Revocation must be as easy as the original consent (Art. 7(3) GDPR). Consent given digitally must be revocable digitally. Practice-relevant consequences:

  • The digital report is deleted on request. Processing before revocation remains lawful, the report was permitted at that time.
  • Captures are removed from storage, cascade deletion across backups within the next backup rotation. Duration documented in the processing record.
  • The medical record with the written report summary remains subject to professional retention periods (typically 10 years per § 10 MBO-Ä), because it is governed by statutory documentation duty, not by GDPR consent.

Typical traps

  • Blanket consent at practice entrance: Consent for biometric data must be specific; a generic consent "for all digital applications" is not sufficiently explicit.
  • Consent as a condition for treatment: Consent must be voluntary. If no medical care follows without consent, voluntariness is attackable. Clean: medical care runs independently, only the digital report component is dropped.
  • No reference to the data processor: Patients must know who technically accesses the data. Name the software provider with its hosting location.
  • Outdated retention period: When the retention period changes, the consent must be renewed or at least informed, depending on the depth of the change.
  • Unclear controller/processor split: The practice remains controller, the software is processor. Confusing this costs in a dispute.
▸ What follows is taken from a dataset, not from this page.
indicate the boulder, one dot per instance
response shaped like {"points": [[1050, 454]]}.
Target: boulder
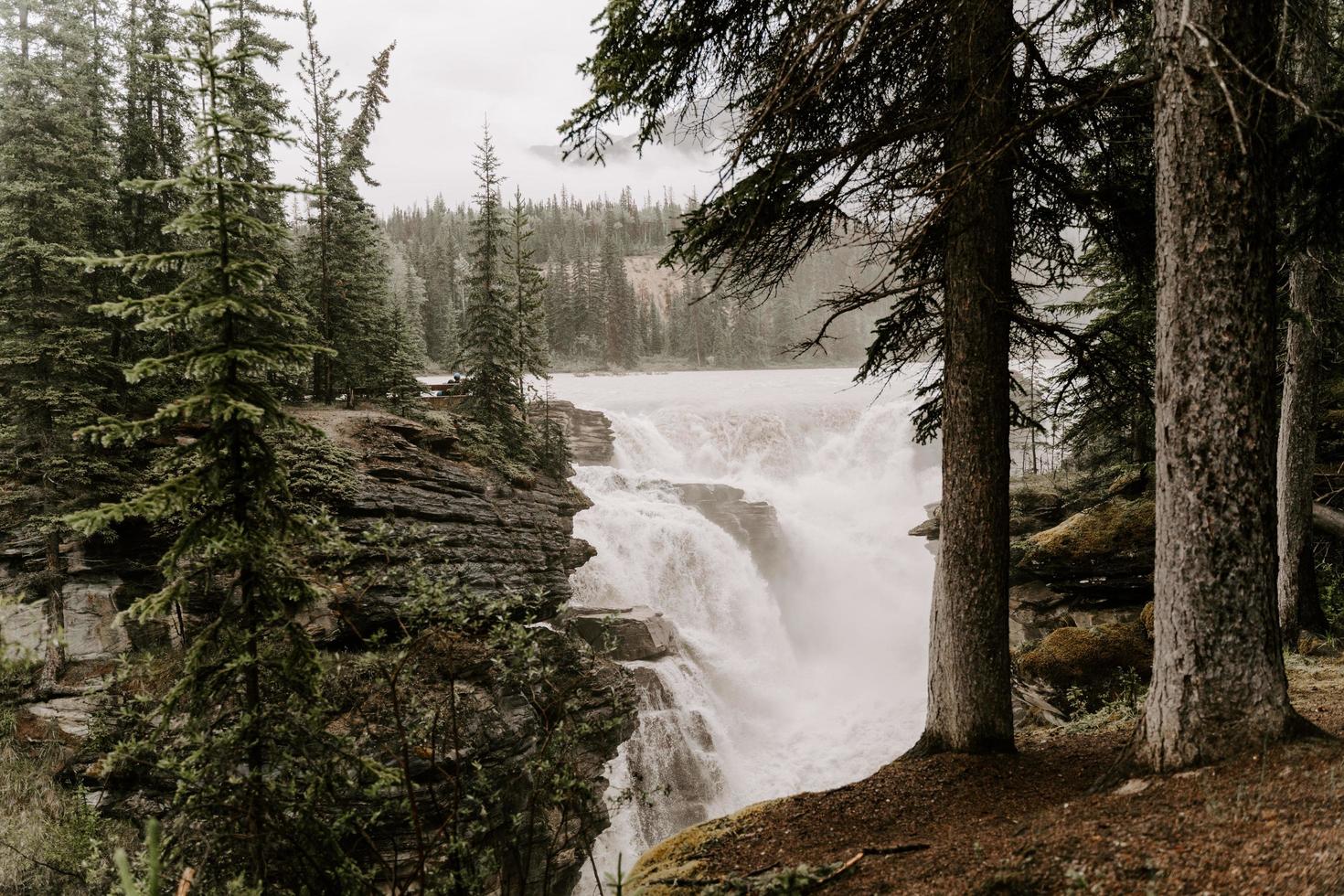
{"points": [[1108, 547], [629, 635], [1034, 610], [1089, 658], [65, 719]]}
What Dermalia provides to your practice

We provide your practice with a consent template attached to the data-processing agreement that covers the requirements above and is specifically tailored to 3D skin analysis. It remains in your responsibility, you must adapt the text to your practice specifics (practice name, concrete indications, additional sub-processors on your side, etc.). We explicitly do not offer legal advice, an external data protection officer or a specialist medical-law attorney is the right instance for the final review.

Sources and further reading

As of May 2026. This article is orientational professional information for practices, not legal advice in the individual case. The final evaluation of your consent texts belongs in the hands of your data protection officer or a specialist medical-law attorney.